The relationships between the predictors within the dataset are explored in detail in the correlation matrix heatmap depicted in Figure 2. This heatmap provides an understanding of how each predictor variable relates to others, which is essential in understanding complex interdependencies in our model.
In conclusion, while the choice of algorithms and tuning parameters can significantly influence a model’s performance, data curation could be the most important step in a ML pipeline. By carefully handling missing data, we can drastically improve a model’s accuracy, turning a good model into an excellent one.

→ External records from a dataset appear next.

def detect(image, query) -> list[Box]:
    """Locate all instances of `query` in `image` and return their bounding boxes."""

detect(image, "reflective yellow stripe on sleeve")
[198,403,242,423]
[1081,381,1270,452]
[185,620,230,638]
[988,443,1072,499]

3.6. Evaluation and ROC Curve

In our study, we leverage an ensemble of DL models to predict disease outcomes, using a two-tiered architecture. The performance of our models is evaluated using the receiver operating characteristic (ROC) curve, a graphical plot that depicts the diagnostic ability of a binary classifier.
First, we generate averaged probabilities for the initial set of ensemble networks. After training, each model generates a set of softmax probabilities for the outcomes, which we average across all models. The initial set of predictions is then used as input to train a secondary set of ensemble networks, following the same procedure as above. The secondary ensemble, known as SuperNet, has a similar architecture but is specifically designed to handle the higher dimensional input from the first stage.
Table 6 presents the classification report for the initial ensemble, offering insight into the precision, recall, and F1-score for each class, along with overall accuracy, macro average, and weighted average metrics. The confusion matrix for the initial ensemble is provided in Table 7, illustrating the distribution of actual and predicted classes.
Once the secondary ensemble models are trained, they generate another set of softmax probabilities for the outcomes. These probabilities are again averaged across all models and form the basis for a second ROC curve; as seen in Figure 3. This two-tiered, or ’stacked’, model architecture allows us to increase the complexity and performance of our model without overfitting, as the SuperNet is learning from the predictions of multiple models instead of raw data.
As illustrated in Table 8, the model exhibits an overall accuracy of 91%. Further inspection of Table 9 reveals that the model achieved a high rate of true positives and true negatives, while keeping the false positives and false negatives relatively low.
As can be seen, stacking our ensemble models significantly improved the accuracy, while also reducing the number of false positives and false negatives.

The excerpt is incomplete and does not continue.